Achat par Françoise aux halles des morceaux de bœuf 

Aquarelle de Bernard Soupre (proustenaquarelles.com)

 

Le père du narrateur, diplomate distingué, a invité à déjeuner son supérieur hiérarchique, monsieur de Norpois, ancien ministre plénipotentiaire. Françoise, la fidèle cuisinière de la famille a décidé de se surpasser en mettant au menu son fameux bœuf à la gelée.

Le marquis de Norpois par David Richardson

A la surprise générale, le marquis de Norpois, homme compassé, ennuyeux et peu enclin aux amabilités ne tarit pas d’éloges envers la cuisinière.   

Avant de quitter la maison, il [le père du narrateur] dit à ma mère : « Tâche d’avoir un bon dîner ; tu te rappelles que je dois ramener de Norpois ? » Ma mère ne l’avait pas oublié. Et depuis la veille, Françoise, heureuse de s’adonner à cet art de la cuisine pour lequel elle avait certainement un don, stimulée, d’ailleurs, par l’annonce d’un convive nouveau, et sachant qu’elle aurait à composer, selon des méthodes sues d’elle seule, du bœuf à la gelée, vivait dans l’effervescence de la création ; comme elle attachait une importance extrême à la qualité intrinsèque des matériaux qui devaient entrer dans la fabrication de son œuvre, elle allait elle-même aux Halles se faire donner les plus beaux carrés de romsteck, de jarret de bœuf, de pied de veau,…

….

Le bœuf froid aux carottes fit son apparition, couché par le Michel-Ange de notre cuisine sur d’énormes cristaux de gelée pareils à des blocs de quartz transparent.

 » — Vous avez un chef de tout premier ordre, madame, dit M. de Norpois. Et ce n’est pas peu de chose. Moi qui ai eu à l’étranger à tenir un certain train de maison, je sais combien il est souvent difficile de trouver un parfait maître queux. Ce sont de véritables agapes auxquelles vous nous avez conviés là. »

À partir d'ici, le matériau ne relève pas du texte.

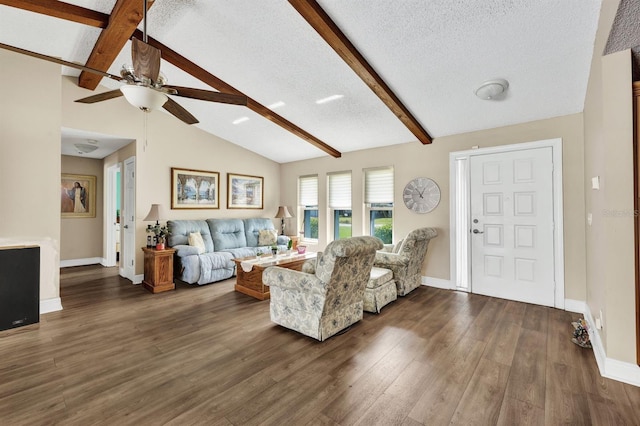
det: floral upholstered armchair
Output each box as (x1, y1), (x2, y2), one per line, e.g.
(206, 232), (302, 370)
(262, 237), (383, 341)
(374, 228), (438, 296)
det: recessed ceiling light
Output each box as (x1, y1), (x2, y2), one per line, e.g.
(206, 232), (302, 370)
(232, 117), (249, 124)
(316, 95), (344, 104)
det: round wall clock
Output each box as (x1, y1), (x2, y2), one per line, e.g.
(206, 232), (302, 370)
(402, 177), (440, 213)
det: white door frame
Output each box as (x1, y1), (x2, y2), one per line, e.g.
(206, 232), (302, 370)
(103, 163), (120, 266)
(449, 138), (564, 309)
(120, 156), (136, 284)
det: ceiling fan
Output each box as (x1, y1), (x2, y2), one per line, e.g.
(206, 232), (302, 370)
(0, 0), (247, 124)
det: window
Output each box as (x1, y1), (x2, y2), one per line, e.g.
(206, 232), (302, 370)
(298, 176), (318, 240)
(364, 167), (393, 244)
(329, 172), (352, 240)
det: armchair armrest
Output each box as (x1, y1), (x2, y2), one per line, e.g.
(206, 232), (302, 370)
(262, 266), (325, 294)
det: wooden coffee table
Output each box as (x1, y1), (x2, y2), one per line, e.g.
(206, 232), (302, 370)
(233, 252), (316, 300)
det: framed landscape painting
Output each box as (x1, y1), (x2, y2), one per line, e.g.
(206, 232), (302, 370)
(227, 173), (264, 209)
(171, 167), (220, 209)
(60, 173), (96, 218)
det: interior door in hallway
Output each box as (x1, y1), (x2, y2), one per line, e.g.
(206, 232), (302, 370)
(470, 147), (555, 306)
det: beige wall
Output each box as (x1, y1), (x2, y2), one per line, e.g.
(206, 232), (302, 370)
(282, 114), (586, 300)
(0, 50), (61, 300)
(60, 155), (104, 260)
(584, 1), (636, 363)
(62, 78), (280, 274)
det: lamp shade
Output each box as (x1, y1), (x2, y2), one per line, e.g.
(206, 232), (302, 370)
(275, 206), (293, 219)
(120, 84), (167, 112)
(142, 204), (164, 222)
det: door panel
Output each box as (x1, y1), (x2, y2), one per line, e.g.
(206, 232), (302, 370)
(470, 147), (555, 306)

Et, en effet, Françoise, surexcitée par l’ambition de réussir pour un invité de marque un dîner enfin semé de difficultés dignes d’elle, s’était donné une peine qu’elle ne prenait plus quand nous étions seuls et avait retrouvé sa manière incomparable de Combray.

— Voilà ce qu’on ne peut obtenir au cabaret, je dis dans les meilleurs : une daube de bœuf où la gelée ne sente pas la colle, et où le bœuf ait pris parfum des carottes, c’est admirable ! Permettez-moi d’y revenir, ajouta-t-il en faisant signe qu’il voulait encore de la gelée. Je serais curieux de juger votre Vatel maintenant sur un mets tout différent, je voudrais, par exemple, le trouver aux prises avec le bœuf Stroganof.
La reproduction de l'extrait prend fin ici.